I hope you had pleasant dreams overnight. In one of mine, I couldn’t get my shoe tied right. Glad I woke up from that one. While many of us slept, a tiny near-Earth asteroid named 2017 GM passed exceptionally close to Earth, just 9,942 (15,000 km) miles overhead at 5:31 a.m. CDT (10:31 UT). That tiny distance put it in the Top 10 closest recorded approaches.
It was discovered only yesterday by the Mt. Lemmon Survey in Arizona. Based on its distance and brightness, astronomers estimated its size at around 13 feet (4 meters) across. Even if it had made a direct hit, this boulder from the asteroid belt would probably have broken to pieces when it rammed the atmosphere at tens of thousands of miles an hour.

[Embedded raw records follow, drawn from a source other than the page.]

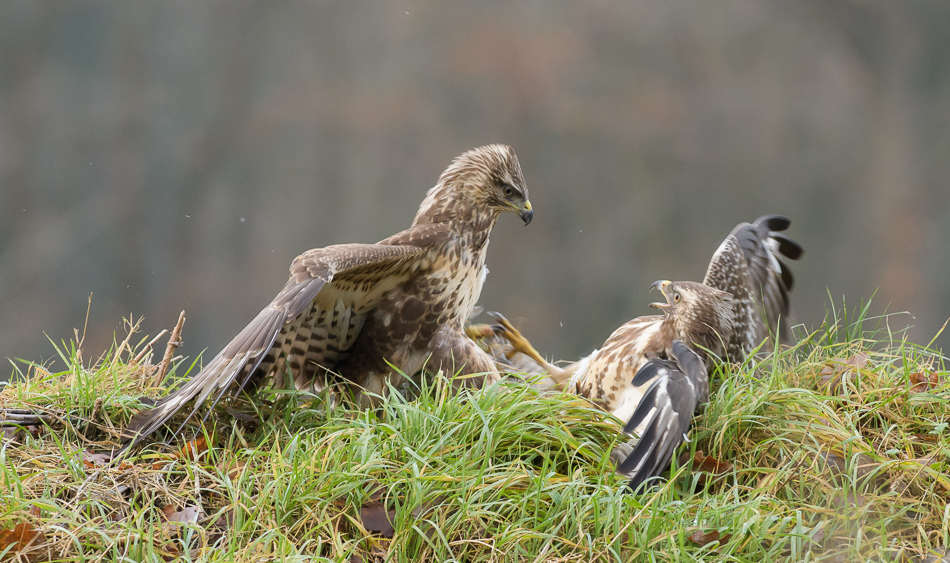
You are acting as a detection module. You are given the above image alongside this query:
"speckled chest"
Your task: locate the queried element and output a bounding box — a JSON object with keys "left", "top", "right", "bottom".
{"left": 342, "top": 236, "right": 489, "bottom": 375}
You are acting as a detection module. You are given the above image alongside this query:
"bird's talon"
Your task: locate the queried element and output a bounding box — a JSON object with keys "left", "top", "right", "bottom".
{"left": 486, "top": 312, "right": 546, "bottom": 364}
{"left": 465, "top": 323, "right": 496, "bottom": 340}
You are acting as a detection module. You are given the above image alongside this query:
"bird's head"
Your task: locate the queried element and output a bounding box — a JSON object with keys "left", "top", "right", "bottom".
{"left": 650, "top": 280, "right": 735, "bottom": 353}
{"left": 414, "top": 144, "right": 532, "bottom": 228}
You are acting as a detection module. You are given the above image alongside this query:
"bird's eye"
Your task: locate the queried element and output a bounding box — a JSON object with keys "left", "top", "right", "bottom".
{"left": 503, "top": 185, "right": 514, "bottom": 197}
{"left": 673, "top": 292, "right": 681, "bottom": 303}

It’s still in the neighborhood as I write this at noon CDT at 251,000 miles away or a little beyond the moon’s distance. The asteroid passed harmlessly by and will continue to distance itself from Earth as the minutes tick by. Millions of small asteroids like this one remain to be discovered. Robotic surveys, where telescopes automatically take pictures of one piece of the sky after another with the images fed into a computer to scan for moving objects, pick up a couple dozen or more every month.
Astronomers are watching the skies and trying to track every object they’re able with the aim of identifying any that might come back to smack us. To date, no asteroid impact is foreseen for at least the next century. But we shouldn’t be surprised that some objects get away or aren’t discovered until the last moment. This is true in the case of asteroids that might approach us from the direction of the sun. Lost in the daylight sky, we can’t know they’re en route until they’re practically on our doorstep.
In other small body news, comet C/2017 E4 Lovejoy is healthy and still brightening. Observers are calling it magnitude +6.5 and though small, the comet is still visible in binoculars just before the start of dawn. I’ve included a chart showing its location in the eastern sky the next couple mornings — for a longer view, please use the map included in this earlier blog.
The comet has a remarkably narrow tail, skinnier than a 1960’s businessman’s tie. Called an ion tail, it’s made of carbon monoxide gas vaporizing from the comet. Ultraviolet light from the sun knocks electrons off the gas (a process called ionization) which allows the magnetic field embedded in the solar wind to carry the ionized gas directly behind the comet’s head opposite the sun. The UV light energizes the gas to fluoresce pale blue.
Moonless skies will rule before dawn through about April 8, so try to see this interesting comet if you can before the moon spoils the fun.